Some photos are shown here. (111106)

Deb Dunham, right, and her husband Dan Dunham, from Scio, N.Y., stand up as President Bush announced he will award the Medal of Honor (Posthumous) to their son Marine Cpl. Jason Dunham, Thursday, Nov. 10, 2006. Photo credit: Pablo Martinez Monsivais, AP

President Bush wipes a tear from his eye after speaking at the dedication of the National Museum of the Marine Corps in Triangle, Virginia November 10, 2006 as Chairman of the Joint Chiefs of Staff Peter Pace (L) and Commandant of the Marine Corps, General Michael Hagee (C) look on. Photo credit: Jason Reed, Reuters
On April 14, 2004, Corporal (Cpl) Jason Dunham, of Scio, New York, and 4th Platoon, K Company, 3rd Battalion, 7th Marines, 1st Marine Division, I Marine Expeditionary Force (MEF), jumped on a live grenade during a fight with Iraqis, saved several fellow Marines, and died at Bethesda Naval Hospital in Maryland on April 22 from the explosion that resulted. There are reports he is being looked at for the Congressional Medal of Honor.
Michael M. Phillips, reporting for the May 25 edition of The Wall Street Journal, tells the story as well as it can be told.
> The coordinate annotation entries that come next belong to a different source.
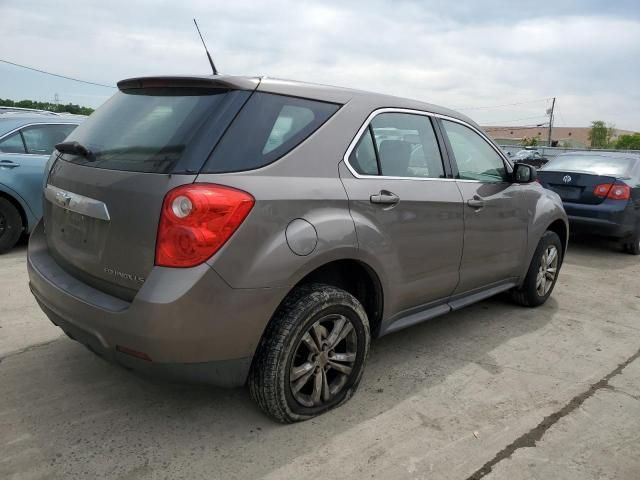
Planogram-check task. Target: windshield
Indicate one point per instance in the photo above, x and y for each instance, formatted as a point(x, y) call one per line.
point(146, 130)
point(597, 165)
point(524, 154)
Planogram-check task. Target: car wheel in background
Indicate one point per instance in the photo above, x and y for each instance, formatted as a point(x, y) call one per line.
point(542, 274)
point(10, 225)
point(633, 245)
point(312, 355)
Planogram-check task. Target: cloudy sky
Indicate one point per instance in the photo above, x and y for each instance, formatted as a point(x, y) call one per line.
point(474, 56)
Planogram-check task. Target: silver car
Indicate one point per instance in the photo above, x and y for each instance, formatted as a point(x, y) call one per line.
point(236, 230)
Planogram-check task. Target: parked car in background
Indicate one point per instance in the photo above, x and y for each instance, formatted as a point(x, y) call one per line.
point(27, 138)
point(530, 157)
point(600, 192)
point(236, 230)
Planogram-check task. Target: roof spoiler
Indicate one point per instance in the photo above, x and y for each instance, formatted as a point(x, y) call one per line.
point(219, 81)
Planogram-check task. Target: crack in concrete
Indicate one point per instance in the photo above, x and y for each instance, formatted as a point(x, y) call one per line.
point(530, 438)
point(27, 349)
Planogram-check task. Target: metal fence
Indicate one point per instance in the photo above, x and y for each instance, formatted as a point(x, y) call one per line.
point(551, 152)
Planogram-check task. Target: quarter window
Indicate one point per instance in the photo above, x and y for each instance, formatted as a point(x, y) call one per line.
point(476, 159)
point(363, 158)
point(399, 145)
point(42, 139)
point(12, 144)
point(268, 127)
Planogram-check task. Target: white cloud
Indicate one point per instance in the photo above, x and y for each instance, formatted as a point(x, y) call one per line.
point(455, 56)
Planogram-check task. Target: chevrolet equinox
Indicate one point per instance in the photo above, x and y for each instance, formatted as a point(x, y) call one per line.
point(235, 230)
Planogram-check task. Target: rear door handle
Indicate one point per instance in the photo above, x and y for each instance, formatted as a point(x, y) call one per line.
point(476, 202)
point(385, 198)
point(8, 164)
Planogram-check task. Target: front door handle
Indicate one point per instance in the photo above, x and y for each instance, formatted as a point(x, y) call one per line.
point(8, 164)
point(385, 198)
point(476, 202)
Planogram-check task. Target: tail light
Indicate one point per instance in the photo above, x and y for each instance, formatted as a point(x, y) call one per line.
point(614, 191)
point(196, 220)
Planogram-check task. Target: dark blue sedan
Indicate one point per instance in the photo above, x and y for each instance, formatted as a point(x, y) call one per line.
point(600, 192)
point(27, 138)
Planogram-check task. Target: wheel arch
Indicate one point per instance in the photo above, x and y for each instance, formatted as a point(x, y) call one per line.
point(560, 228)
point(352, 275)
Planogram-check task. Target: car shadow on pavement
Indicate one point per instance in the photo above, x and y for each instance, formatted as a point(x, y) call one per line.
point(78, 414)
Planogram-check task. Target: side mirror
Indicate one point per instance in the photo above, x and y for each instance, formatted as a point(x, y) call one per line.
point(523, 173)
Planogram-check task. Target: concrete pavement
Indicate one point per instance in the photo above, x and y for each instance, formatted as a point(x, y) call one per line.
point(494, 391)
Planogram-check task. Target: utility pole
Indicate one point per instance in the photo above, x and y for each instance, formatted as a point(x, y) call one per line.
point(550, 112)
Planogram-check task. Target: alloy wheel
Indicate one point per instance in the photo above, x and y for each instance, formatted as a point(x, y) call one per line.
point(547, 270)
point(323, 361)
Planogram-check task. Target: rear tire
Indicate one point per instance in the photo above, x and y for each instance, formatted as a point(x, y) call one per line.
point(312, 355)
point(542, 274)
point(10, 225)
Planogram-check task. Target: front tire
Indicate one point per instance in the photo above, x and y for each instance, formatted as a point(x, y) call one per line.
point(10, 225)
point(542, 274)
point(312, 355)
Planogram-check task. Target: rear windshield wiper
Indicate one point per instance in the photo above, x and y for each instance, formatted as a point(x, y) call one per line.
point(75, 148)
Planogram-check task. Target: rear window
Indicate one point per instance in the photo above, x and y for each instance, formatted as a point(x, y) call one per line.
point(268, 127)
point(598, 165)
point(156, 130)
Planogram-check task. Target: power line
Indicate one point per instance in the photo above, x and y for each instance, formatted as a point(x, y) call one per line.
point(487, 107)
point(499, 122)
point(529, 127)
point(55, 74)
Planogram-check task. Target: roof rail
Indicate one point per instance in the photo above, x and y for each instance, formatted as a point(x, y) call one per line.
point(25, 110)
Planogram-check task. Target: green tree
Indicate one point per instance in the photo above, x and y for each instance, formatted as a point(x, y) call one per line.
point(52, 107)
point(629, 142)
point(600, 134)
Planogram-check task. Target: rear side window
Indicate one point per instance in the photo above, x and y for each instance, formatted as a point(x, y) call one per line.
point(156, 130)
point(12, 144)
point(363, 158)
point(268, 127)
point(405, 146)
point(476, 159)
point(42, 139)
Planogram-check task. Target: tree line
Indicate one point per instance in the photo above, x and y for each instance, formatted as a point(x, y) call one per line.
point(52, 107)
point(601, 136)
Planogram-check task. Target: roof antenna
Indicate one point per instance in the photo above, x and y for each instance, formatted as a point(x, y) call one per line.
point(213, 67)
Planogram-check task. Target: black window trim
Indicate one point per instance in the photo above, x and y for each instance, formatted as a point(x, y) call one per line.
point(456, 173)
point(445, 150)
point(203, 170)
point(24, 144)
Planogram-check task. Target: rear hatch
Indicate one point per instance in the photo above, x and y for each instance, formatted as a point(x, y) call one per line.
point(575, 187)
point(102, 207)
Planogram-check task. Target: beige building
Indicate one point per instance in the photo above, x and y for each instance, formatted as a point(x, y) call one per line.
point(565, 136)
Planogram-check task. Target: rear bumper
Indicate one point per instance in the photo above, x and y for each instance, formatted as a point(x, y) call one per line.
point(610, 218)
point(189, 322)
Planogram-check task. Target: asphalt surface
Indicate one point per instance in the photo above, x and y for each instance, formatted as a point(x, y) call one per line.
point(494, 391)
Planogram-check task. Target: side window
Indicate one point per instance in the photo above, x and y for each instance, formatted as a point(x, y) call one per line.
point(476, 159)
point(267, 127)
point(12, 144)
point(407, 146)
point(363, 158)
point(41, 139)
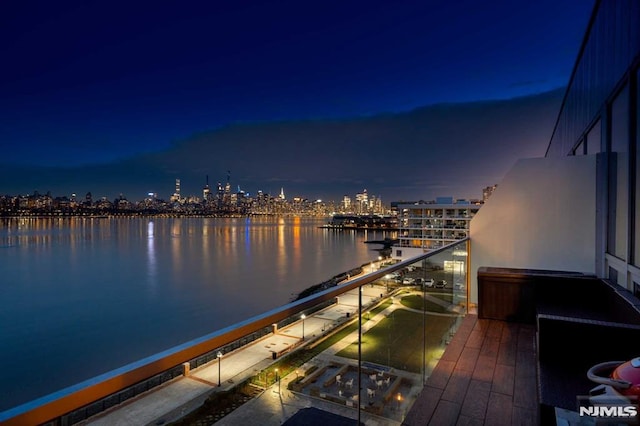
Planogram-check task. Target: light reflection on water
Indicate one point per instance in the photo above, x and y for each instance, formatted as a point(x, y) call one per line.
point(84, 296)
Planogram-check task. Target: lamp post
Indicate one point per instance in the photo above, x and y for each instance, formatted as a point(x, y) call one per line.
point(219, 355)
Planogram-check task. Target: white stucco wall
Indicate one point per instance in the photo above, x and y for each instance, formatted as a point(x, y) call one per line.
point(541, 216)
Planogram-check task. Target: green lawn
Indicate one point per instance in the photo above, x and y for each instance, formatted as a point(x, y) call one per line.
point(397, 340)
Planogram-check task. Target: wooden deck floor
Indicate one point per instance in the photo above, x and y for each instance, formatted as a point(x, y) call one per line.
point(487, 376)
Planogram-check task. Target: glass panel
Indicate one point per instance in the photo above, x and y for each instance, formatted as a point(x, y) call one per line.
point(619, 176)
point(408, 317)
point(636, 239)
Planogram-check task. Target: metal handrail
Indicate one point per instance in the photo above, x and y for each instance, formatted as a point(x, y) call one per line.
point(57, 404)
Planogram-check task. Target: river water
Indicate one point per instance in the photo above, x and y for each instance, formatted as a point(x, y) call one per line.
point(80, 297)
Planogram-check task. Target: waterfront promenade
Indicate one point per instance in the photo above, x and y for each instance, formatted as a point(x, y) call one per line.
point(182, 395)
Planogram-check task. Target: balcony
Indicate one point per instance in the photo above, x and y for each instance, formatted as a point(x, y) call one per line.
point(388, 335)
point(524, 359)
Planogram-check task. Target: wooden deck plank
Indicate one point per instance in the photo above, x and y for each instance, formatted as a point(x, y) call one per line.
point(490, 347)
point(457, 387)
point(499, 410)
point(524, 417)
point(489, 378)
point(476, 400)
point(484, 369)
point(446, 413)
point(503, 379)
point(467, 360)
point(424, 407)
point(441, 374)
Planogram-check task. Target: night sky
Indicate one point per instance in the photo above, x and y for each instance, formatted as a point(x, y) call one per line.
point(90, 88)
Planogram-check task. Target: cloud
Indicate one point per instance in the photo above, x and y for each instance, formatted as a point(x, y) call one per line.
point(418, 154)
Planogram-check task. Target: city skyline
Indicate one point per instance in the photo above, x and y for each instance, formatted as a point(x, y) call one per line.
point(89, 92)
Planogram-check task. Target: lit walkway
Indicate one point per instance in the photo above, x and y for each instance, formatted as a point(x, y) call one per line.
point(487, 375)
point(180, 396)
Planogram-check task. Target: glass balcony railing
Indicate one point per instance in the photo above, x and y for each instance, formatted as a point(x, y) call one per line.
point(407, 317)
point(368, 340)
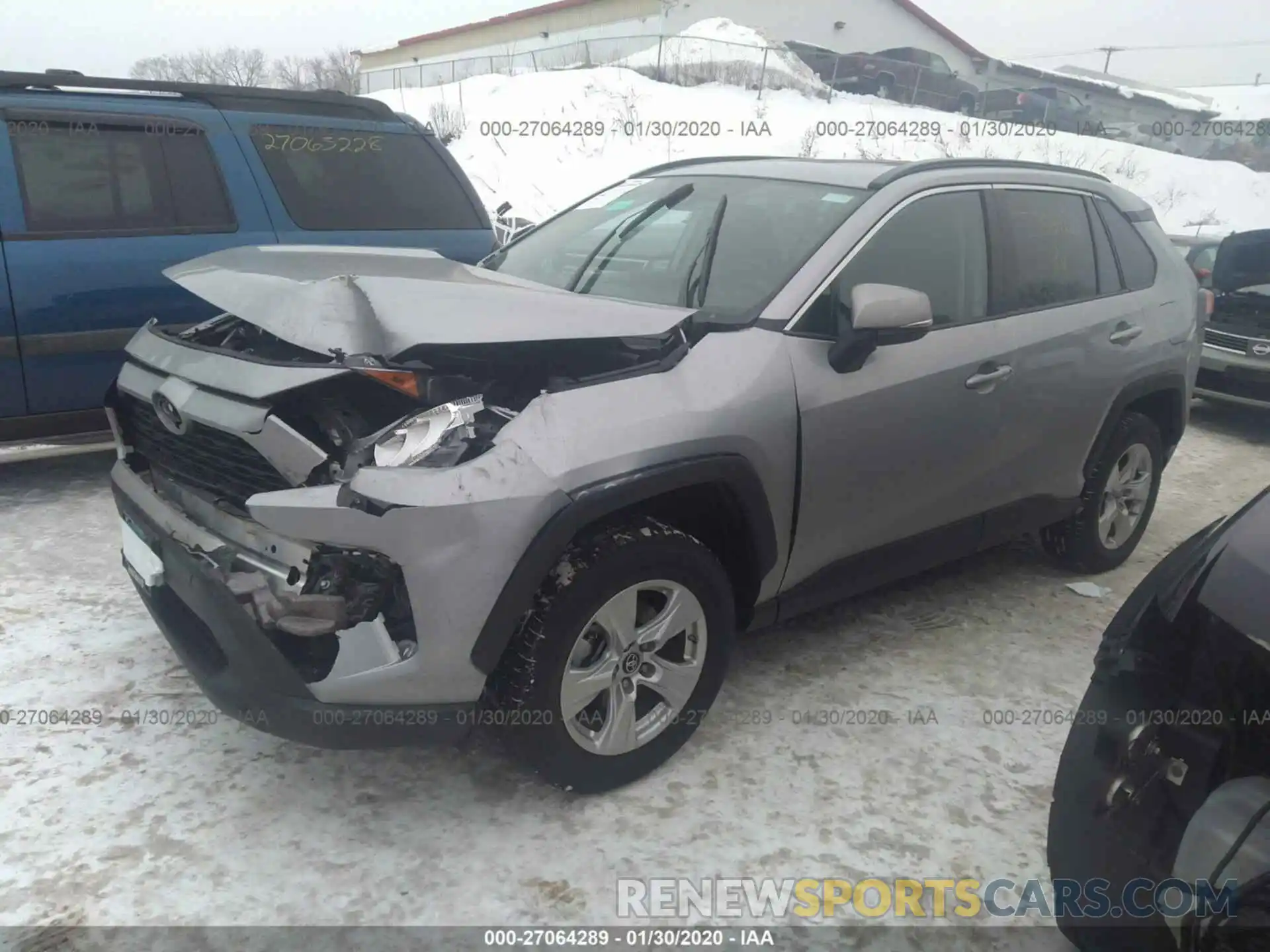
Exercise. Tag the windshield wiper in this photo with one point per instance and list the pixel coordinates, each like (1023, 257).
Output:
(625, 227)
(695, 296)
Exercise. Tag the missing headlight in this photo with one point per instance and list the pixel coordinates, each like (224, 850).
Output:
(437, 437)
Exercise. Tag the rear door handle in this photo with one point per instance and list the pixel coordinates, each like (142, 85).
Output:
(984, 380)
(1126, 333)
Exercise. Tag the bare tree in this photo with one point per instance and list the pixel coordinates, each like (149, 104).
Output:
(235, 66)
(337, 69)
(294, 73)
(241, 67)
(232, 66)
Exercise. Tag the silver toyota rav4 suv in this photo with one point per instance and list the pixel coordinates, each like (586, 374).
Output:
(385, 498)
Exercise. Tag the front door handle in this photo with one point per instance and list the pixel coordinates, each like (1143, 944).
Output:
(986, 380)
(1124, 333)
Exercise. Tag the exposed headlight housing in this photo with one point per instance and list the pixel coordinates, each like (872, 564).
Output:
(436, 437)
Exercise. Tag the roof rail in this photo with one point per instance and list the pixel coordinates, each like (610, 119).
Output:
(937, 164)
(240, 98)
(705, 159)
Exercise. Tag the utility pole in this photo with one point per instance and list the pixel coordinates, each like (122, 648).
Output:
(1109, 50)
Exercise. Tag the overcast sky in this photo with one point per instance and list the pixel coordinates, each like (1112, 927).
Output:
(106, 38)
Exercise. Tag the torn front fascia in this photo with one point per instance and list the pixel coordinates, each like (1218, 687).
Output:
(302, 616)
(342, 590)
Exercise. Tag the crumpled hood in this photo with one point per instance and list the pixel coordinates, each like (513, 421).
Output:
(382, 301)
(1242, 260)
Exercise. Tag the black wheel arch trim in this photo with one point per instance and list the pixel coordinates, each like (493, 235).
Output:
(597, 500)
(1171, 382)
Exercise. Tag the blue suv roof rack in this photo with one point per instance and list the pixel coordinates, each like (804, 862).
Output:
(327, 102)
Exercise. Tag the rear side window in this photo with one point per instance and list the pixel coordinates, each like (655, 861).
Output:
(105, 175)
(1043, 251)
(335, 179)
(1137, 263)
(1109, 274)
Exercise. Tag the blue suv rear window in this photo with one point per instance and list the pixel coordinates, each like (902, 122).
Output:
(103, 175)
(338, 179)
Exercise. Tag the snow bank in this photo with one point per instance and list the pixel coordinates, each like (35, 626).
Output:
(1238, 102)
(718, 50)
(540, 169)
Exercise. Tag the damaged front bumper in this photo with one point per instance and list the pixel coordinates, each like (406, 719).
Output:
(205, 606)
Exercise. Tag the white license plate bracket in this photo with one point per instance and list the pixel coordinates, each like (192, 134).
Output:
(142, 561)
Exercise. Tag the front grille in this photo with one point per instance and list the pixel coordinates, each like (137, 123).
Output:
(1235, 343)
(204, 457)
(1251, 387)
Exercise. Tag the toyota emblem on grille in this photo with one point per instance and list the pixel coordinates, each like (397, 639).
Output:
(169, 415)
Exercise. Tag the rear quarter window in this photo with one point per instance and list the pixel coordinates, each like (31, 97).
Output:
(338, 179)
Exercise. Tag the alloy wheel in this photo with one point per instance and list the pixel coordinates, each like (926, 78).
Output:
(634, 666)
(1126, 495)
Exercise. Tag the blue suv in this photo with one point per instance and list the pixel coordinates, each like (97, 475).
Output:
(107, 182)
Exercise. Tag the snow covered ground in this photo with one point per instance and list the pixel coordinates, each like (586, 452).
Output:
(542, 169)
(1249, 103)
(181, 816)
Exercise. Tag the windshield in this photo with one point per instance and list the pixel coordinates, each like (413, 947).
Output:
(723, 244)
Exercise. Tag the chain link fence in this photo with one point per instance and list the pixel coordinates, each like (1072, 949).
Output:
(686, 61)
(690, 61)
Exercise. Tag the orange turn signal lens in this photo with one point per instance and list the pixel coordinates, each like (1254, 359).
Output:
(402, 381)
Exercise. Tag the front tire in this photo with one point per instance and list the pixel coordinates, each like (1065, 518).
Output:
(619, 659)
(1117, 503)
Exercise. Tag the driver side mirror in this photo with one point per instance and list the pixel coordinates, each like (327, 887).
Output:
(879, 315)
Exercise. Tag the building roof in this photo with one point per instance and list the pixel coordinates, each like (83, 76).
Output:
(908, 5)
(1090, 81)
(494, 20)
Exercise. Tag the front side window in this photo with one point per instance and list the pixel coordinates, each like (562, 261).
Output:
(338, 179)
(722, 244)
(108, 175)
(1043, 251)
(937, 245)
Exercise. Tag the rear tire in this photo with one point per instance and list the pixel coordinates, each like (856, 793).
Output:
(567, 648)
(1115, 504)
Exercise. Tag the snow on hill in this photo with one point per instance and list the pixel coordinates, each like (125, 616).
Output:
(519, 140)
(1250, 103)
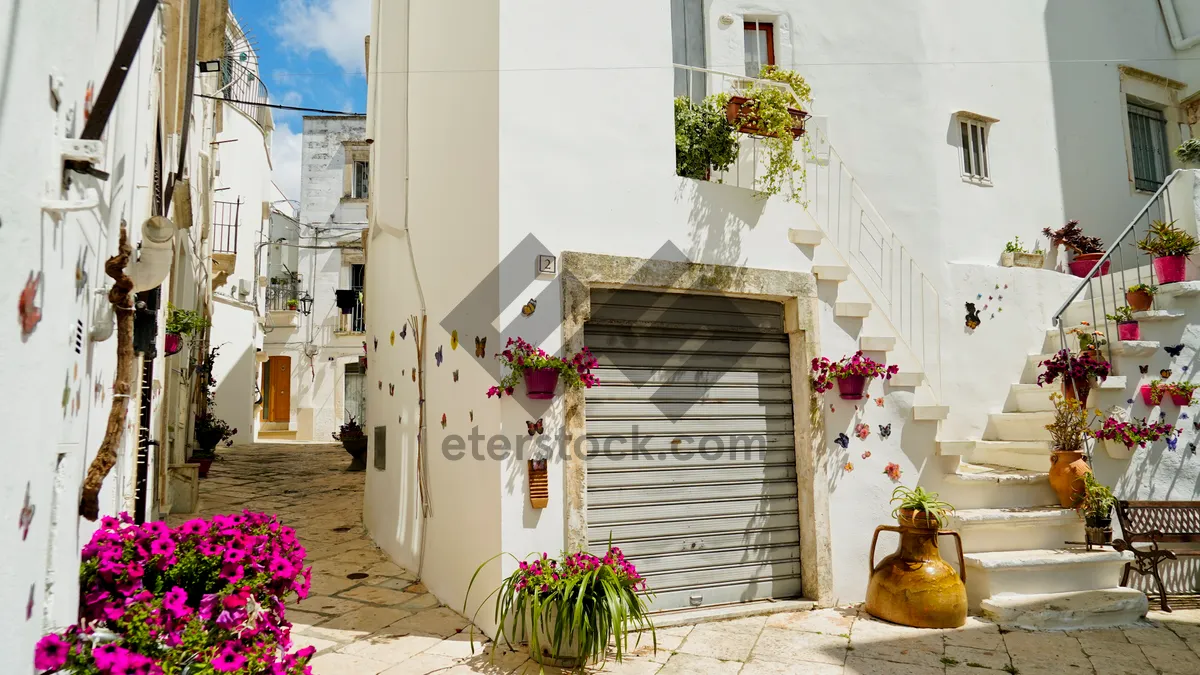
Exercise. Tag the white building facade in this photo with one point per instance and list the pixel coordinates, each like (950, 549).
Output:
(313, 378)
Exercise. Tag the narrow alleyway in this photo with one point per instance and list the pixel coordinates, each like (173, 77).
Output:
(367, 616)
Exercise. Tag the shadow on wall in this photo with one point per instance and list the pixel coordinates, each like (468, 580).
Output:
(719, 214)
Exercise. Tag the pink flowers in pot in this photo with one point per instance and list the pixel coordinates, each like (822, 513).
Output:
(1131, 434)
(520, 357)
(826, 372)
(209, 593)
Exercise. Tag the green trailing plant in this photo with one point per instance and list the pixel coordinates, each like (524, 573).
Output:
(1069, 426)
(1163, 239)
(1121, 315)
(919, 500)
(768, 112)
(706, 141)
(1189, 150)
(582, 603)
(185, 322)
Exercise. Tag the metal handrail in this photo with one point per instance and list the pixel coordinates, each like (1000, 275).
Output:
(1095, 273)
(886, 286)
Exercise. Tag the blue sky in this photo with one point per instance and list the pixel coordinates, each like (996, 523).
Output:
(310, 53)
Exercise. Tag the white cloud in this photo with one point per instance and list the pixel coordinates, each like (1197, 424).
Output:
(334, 27)
(286, 145)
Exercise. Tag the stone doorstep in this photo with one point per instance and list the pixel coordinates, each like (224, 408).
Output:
(725, 613)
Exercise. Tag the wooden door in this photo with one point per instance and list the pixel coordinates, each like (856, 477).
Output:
(279, 389)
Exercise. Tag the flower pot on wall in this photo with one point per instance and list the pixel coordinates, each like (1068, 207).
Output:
(852, 388)
(1083, 264)
(1171, 269)
(540, 382)
(1139, 300)
(1128, 330)
(1067, 471)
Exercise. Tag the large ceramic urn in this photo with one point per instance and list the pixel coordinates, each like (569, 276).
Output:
(915, 586)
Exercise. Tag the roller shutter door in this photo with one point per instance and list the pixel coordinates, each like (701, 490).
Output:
(706, 506)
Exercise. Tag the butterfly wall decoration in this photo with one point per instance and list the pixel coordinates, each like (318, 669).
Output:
(535, 426)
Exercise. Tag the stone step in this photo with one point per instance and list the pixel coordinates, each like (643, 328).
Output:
(1041, 571)
(1018, 426)
(1099, 608)
(1014, 527)
(852, 310)
(805, 237)
(1030, 398)
(869, 344)
(832, 273)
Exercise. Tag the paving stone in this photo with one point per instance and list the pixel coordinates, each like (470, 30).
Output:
(693, 664)
(719, 640)
(786, 645)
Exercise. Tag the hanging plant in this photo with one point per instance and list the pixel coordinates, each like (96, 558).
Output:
(706, 141)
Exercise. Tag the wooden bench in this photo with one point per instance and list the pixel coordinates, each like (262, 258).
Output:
(1156, 524)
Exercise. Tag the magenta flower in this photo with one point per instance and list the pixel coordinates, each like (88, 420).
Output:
(51, 652)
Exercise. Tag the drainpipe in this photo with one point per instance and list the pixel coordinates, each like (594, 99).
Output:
(1174, 29)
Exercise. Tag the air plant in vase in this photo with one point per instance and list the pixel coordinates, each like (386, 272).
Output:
(1127, 326)
(852, 374)
(1077, 371)
(541, 370)
(1170, 246)
(1086, 250)
(573, 610)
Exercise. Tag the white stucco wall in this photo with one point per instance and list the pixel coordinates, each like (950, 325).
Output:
(599, 178)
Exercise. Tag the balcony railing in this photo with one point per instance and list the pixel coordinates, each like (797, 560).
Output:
(240, 84)
(834, 199)
(225, 226)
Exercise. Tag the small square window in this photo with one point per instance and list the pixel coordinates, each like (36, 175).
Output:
(973, 145)
(360, 185)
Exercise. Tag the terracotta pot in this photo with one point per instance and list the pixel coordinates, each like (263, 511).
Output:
(1083, 264)
(1171, 269)
(1128, 330)
(915, 586)
(852, 388)
(1067, 471)
(1139, 300)
(540, 382)
(173, 344)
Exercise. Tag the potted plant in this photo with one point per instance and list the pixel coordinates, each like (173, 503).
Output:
(1087, 250)
(852, 375)
(573, 610)
(541, 371)
(1127, 326)
(208, 597)
(1170, 248)
(1096, 508)
(1067, 435)
(209, 432)
(768, 111)
(180, 323)
(915, 586)
(354, 438)
(1015, 256)
(706, 139)
(1077, 371)
(1189, 151)
(1120, 437)
(1140, 297)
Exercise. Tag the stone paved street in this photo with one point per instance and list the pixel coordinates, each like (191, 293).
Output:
(385, 622)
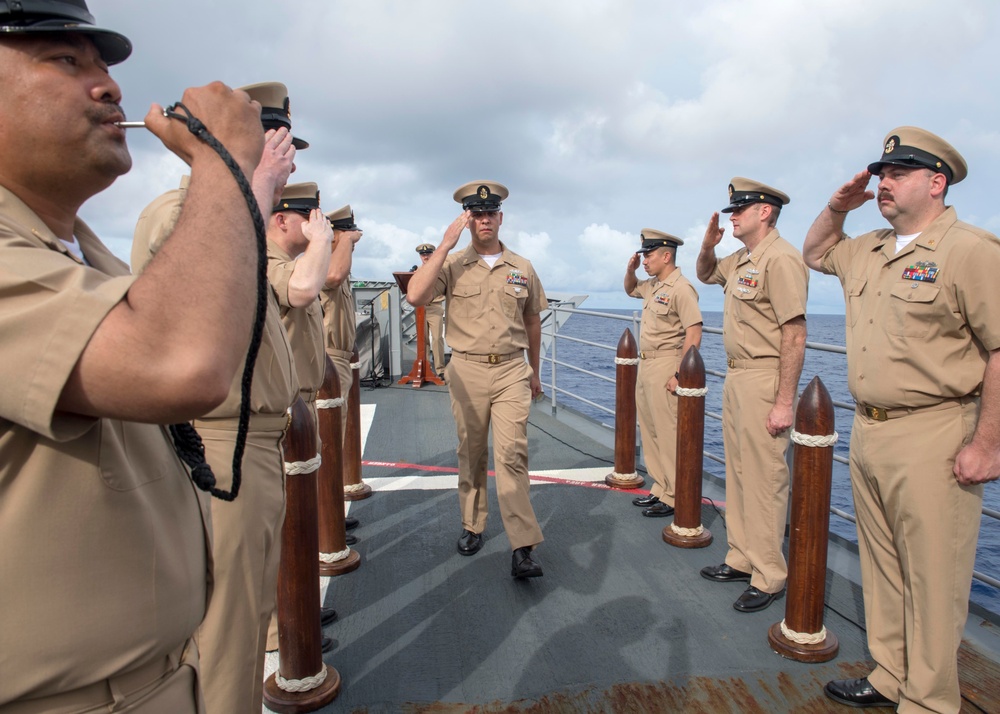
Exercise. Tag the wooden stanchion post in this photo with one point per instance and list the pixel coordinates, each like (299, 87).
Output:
(354, 488)
(686, 531)
(626, 369)
(335, 556)
(801, 635)
(303, 682)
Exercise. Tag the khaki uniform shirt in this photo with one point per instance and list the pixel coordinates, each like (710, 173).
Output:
(763, 291)
(668, 309)
(106, 559)
(921, 322)
(275, 384)
(303, 325)
(338, 317)
(486, 307)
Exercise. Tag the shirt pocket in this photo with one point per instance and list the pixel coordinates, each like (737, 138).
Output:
(514, 297)
(466, 301)
(912, 309)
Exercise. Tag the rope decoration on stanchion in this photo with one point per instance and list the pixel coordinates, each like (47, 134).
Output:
(300, 685)
(295, 468)
(686, 392)
(807, 440)
(187, 442)
(803, 638)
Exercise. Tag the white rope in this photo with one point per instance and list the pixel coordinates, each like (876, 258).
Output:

We've posted it in the right column. Theres good reason Phillips has done such a good job. He was embedded with the 3rd Battalion, 7th Marines in Karbala in August 2003 and again with that battalion in May 2004, at Husaybah, al Qa'im and, to a lesser degree, al Asad . His story about Jason Dunham is must reading. We cannot tell it any better. You need to know, no, you must know, what is told.
There are two aspects of Jason Dunhams story that we wish to address, however, to complement Phillips work. One of the questions that almost always comes to mind when reading about Americans like Jason Dunham is:
- Where do these heroes come from? How do we keep producing them?
To answer that, we tried to research Jason Dunham's boyhood, his family, his town and then trace the lineage of the 3rd Battalion, 7th US Marines. These are from where this hero came.
Lance Corporal Mark E. Dean of Owasso, Oklahoma, a mortar man in Jasons company, said this:
- God made something special when He made Jason.
Yes, that is so true. God sent us this young man. But as you will see, there were many influences that helped build this man that reinforced God's work. He was a lucky young man to have experienced these influences, and those he saved by his heroic actions benefitted from Jason's life's experiences and God's good graces.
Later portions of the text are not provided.